Monday, October 29, 2018

Identity and Aesthetic


Eternal Weekend 2018 is just around the corner. Just 1 week before, in true 'me' fashion, the deck I have played for months and tuned into a well-oiled machine does not even remotely appeal to me anymore. I feel that the reasons are interesting though, when I sit down and think about it.


This started as Jund because I have Jund Moxes and 12 Jund duals, why not, right? Turns out Bayou Lightning...without the Lightning... is also powerful. But here's the thing.

Chronicles Erhnam Djinns
4th Ed Sylvan Libraries
Revised Duals
FBB City of Brass

For some reason, these cards not being the 'correct' set makes me not want to play the deck. And why? The cards are legal, some are even 'pimp' to folks out there; having black borders is hip with the youths, after all.

They just don't excite me, which is the antithesis of this format. Playing cards just because they're powerful is not how I want to play Old School. I've played 'good stuff' decks for years of competitive Magic, it's just not the definition of 'fun' for me. I used to think I was a spike and that winning was my source of fun, but after winning a reasonable amount and still feeling stagnant, I realized that having fun was the missing piece.
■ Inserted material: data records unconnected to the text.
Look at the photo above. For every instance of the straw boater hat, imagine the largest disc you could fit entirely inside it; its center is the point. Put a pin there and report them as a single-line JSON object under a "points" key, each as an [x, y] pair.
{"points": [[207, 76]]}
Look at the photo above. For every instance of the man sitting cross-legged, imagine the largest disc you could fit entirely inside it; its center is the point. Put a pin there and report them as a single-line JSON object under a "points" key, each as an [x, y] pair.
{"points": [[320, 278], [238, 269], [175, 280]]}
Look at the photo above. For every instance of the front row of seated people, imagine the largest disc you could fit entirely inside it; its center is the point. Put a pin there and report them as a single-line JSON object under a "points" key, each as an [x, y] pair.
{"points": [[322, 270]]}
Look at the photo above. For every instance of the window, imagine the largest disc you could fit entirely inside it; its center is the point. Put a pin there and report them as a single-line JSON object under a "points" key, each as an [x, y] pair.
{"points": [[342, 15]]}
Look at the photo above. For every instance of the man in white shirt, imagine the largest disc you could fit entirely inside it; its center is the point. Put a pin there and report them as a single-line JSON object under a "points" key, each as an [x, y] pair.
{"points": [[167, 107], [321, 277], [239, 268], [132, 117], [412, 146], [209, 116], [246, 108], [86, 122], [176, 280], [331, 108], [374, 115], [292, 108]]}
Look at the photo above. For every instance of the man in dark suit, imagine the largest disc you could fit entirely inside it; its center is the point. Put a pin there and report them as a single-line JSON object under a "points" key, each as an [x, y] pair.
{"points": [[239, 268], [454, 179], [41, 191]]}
Aesthetic matters to me, not necessarily even the border, the concept of 'Swedish legal' aesthetically really revs my engine. I'm a lower middle class guy living in the Midwest on pretty thin margins. Beta is unattainable for me, so Unlimited is about the top end of where I can reach; but even just Unlimited, the darker colors, the lengthy rules text, how it just looks old... Somehow 4th edition and Unlimited were just a few short years apart, but feel a decade apart, aesthetically.

Eternal Weekend, especially the Old School tournament, is the chance for me to meet a lot of the awesome people in this community, jam some games, and enjoy some pumpkin-y brews while doing it. Twitter isn't enough, people are what make this game great. Why should I worry so much about whether or not my Erhnam Djinns are from Arabian Nights or not? I probably shouldn't.

So, ending my tangent, what exactly do I want to do instead of Jund-em-out? 'What brought me into this format?' was a question I asked myself during this process.

  • The players. Everyone has a blast and is so welcoming. As a member of the LGBT+ community, the supply of spaces where I am unconditionally welcomed in is fewer than you'd imagine, and the feeling of brotherhood over a card game that was a coping mechanism for chronic depression and bullying in my early life is a perfect source of good energy.

  • The ideology. Tournaments that financially help the underprivileged, as a person whom lived more than a few years of his life in need, resonates deeply with me. If humans were to cease to exist on the planet, the only good thing we produce that would disappear with us, is the phenomenon of people being good and kind to each other. Making the world a better place while playing my favorite game? Perfect.

  • The game. Magic is the best game in the world, unfortunately current design is literally ignoring the stuff that makes the game great. The non existence of the color pie, planeswalkers, creatures with 4 spells on them, and the dilution of other eternal formats with poor design atop poor design has made me lose that love I had playing Legacy. I still love Storm, and I'll play it forever, but Old School has stolen my heart for the game.

           

  • Dark Ritual. My favorite card in the game by a large margin. Everything about it, every artwork, every format it's legal in, the decks I get to play it in, it just is magic to me. As well as knights and dragons and everything else that is old school magic. My first magic deck gifted by a friend had a revised White Knight in it; the artwork will always be iconic to me. The same goes for Black Knight, which I found almost immediately after.


You see where this is going.


The first time I saw mono black, I knew I wanted to play old school. Nothing else mattered really. I found out about the rest of the format later, I saw this deck and wanted to play it immediately. Dark Ritual into Hypnotic Specter is like winning on turn 1 anyway. 

I'm beside myself with excitement for Eternal Weekend. Please come tell me hello if you read this, I look forward to making new friends and relying on Hymn to Tourach to carry my drunk ass to a 50% win rate one way or another.

Who else likes ink? My project that predates my love for Old School is very near completion, and I'm excited to run it into a very hostile field for the Legacy portion of Eternal Weekend.



Told you I was a Dark Ritual junkie.